Дан Балан вспомнил, что не умеет водить машину.
— Да? Что? Черт бы вас побрал, Балан, — засмеялся майор Эдуард, — ну не умеете, но и что?
— Как же я домой-то доеду? — спросил Эдуарда журналист.
— Послушайте, вы что, вообще ни разу в жизни за рулем не сидели? — не поверил Эдуард.
— Вообще ни разу, — грустно подтвердил Балан.
— Но ведь и человека вы, — объяснил майор госбезопасности, — ни разу в жизни не убивали. А сейчас вот взяли и убили. Получилось же. Значит, и машину вести у вас получится.
— Ну, я его, скажем так, косвенно убил, — не понравился Балану довод Эдуарда. — Не своими же руками.
— А бутылку вы ему чем протягивали? — развеселился Эдуард. — Ногами?
Балан отключил телефон. Эдуард еще раз улыбнулся, и набрал номер начальника дорожной службы:
— Сейчас от Ларги в Кишинев поедет автомобиль с нашими номерами. Сделайте так, чтобы дорога была пустой. Наш человек поведет автомобиль первый раз в жизни, так что, боюсь, другие машины на дороге ему будут только мешать.
— Сделаем, — ответил полковник дорожной полиции, и спросил, — и штрафовать его, значит, тоже не нужно?
— Боюсь, — повторился Эдуард, — что это его не воодушевит. Наоборот. Пусть кто-то из ваших гаишников честь ему отдаст.
— А может, — предложил полковник, — мы его перехватим, да посадим за руль кого-то из наших полицейских?
Эдуард подумал.
— Не надо, пусть сам едет, — отверг он предложение полковника, и с надеждой добавил, — а вдруг он насмерть разобьется, а?
Дан спустился к реке, и внимательно вгляделся в воду. Наконец, показалось тело стажера. Зацепившись за корягу, Андроник весело плескался у берега вниз лицом, напоминая большого грустного дельфина с почему-то красным затылком. Найдя сук покрепче, Балан подтащил тело к берегу, и сумел вынести Андрея на берег. Осторожно похлопал стажера по щекам, чтобы убедиться, что тот мертв. Увы, так оно и было. Стемнело окончательно. Балан вернулся к машине, и сумел, после долгих поисков нужной кнопки, включить фары.
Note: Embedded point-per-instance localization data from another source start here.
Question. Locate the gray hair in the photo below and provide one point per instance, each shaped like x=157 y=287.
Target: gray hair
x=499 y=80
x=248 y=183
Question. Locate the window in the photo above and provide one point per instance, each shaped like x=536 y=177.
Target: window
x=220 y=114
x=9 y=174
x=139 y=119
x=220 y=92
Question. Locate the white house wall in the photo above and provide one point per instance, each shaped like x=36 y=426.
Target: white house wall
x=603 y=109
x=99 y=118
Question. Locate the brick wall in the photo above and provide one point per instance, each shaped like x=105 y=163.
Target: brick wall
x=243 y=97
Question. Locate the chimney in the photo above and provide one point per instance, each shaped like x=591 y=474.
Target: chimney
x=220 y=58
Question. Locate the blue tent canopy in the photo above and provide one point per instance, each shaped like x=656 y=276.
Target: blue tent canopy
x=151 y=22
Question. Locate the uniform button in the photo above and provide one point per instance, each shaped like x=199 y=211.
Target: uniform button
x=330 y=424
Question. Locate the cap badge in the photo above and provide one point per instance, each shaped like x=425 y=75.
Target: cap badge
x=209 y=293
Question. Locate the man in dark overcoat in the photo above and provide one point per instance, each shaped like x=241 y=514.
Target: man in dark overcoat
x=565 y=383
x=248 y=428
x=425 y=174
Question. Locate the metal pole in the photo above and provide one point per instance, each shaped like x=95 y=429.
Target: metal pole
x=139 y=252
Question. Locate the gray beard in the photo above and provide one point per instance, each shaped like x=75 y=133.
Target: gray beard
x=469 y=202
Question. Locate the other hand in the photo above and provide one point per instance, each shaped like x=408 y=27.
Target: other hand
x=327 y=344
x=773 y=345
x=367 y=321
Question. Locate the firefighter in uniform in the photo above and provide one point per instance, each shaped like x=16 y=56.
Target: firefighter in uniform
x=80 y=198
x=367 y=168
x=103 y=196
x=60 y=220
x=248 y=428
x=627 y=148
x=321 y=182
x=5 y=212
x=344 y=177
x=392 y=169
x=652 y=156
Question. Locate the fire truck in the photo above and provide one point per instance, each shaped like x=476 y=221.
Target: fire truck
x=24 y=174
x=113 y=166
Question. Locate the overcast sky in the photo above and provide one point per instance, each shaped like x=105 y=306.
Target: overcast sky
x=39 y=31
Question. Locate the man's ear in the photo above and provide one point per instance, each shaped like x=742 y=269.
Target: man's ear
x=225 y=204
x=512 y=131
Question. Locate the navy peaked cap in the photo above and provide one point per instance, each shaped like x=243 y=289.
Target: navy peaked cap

— А ведь, — с горечью вспомнил он, — в детстве я собирался поступать в автодорожный техникум. О, ирония судьбы… Насмешка рока…
Аккуратно пошарив по карманам Адроника, Дан вытащил оттуда кошелек. Там было немного денег, две визитные карточки, студенческий билет, и ключи с брелоком в виде футбольного мяча. Стажер был большим поклонником команды «Зимбру». Деньги и брелок Балан взял себе, остальное — выкинул. После этого Балан достал из кармана блокнот, и сев в свете фар, написал:
«Ухожу из жизни. Увы, моя любовь не питает ко мне взаимности. Марчика, я не держу на тебя зла. Знай, я любил тебя. Прощайте все. Ваш А. Андроник».
Балан писал записку долго, потому что делал это левой рукой. С непривычки у него получалось не как всегда, — хорошо. Положив бумажку в нагрудный карман пиджака Андроника, Дан вытащил из рукава шприц, и бросил в реку. Присел. Задумался.
— Над чем грустишь, сынок?
Вскочивший Балан потянулся к пистолету, но фигура человека, спускавшегося к реке по склону дороги, не оставляла сомнений в безобидности незнакомца. Это был явно старик. Балан поспешно присел на лицо Андроника, бросив на тело пиджак. В сумерках получалось так, будто журналист сидит на небольшом холмике. Тем не менее, Балан поежился. Лицо усопшего было мокрым. За незнакомцем к реке спускались козы.
— Вечер добрый, — церемонно поприветствовал пастух Балана.
— Добрый, — ответил тот, нехотя привстав, и пожав руку старика, — присаживайтесь, отец.
— А и присяду, — широко улыбнулся старик, и Балану стало не по себе. — Так о чем грустишь-то?
— С чего вы взяли, отец? — вяло протестовал Балан, угощаясь протянутой баклажкой с вином. — Просто отдыхаю тут.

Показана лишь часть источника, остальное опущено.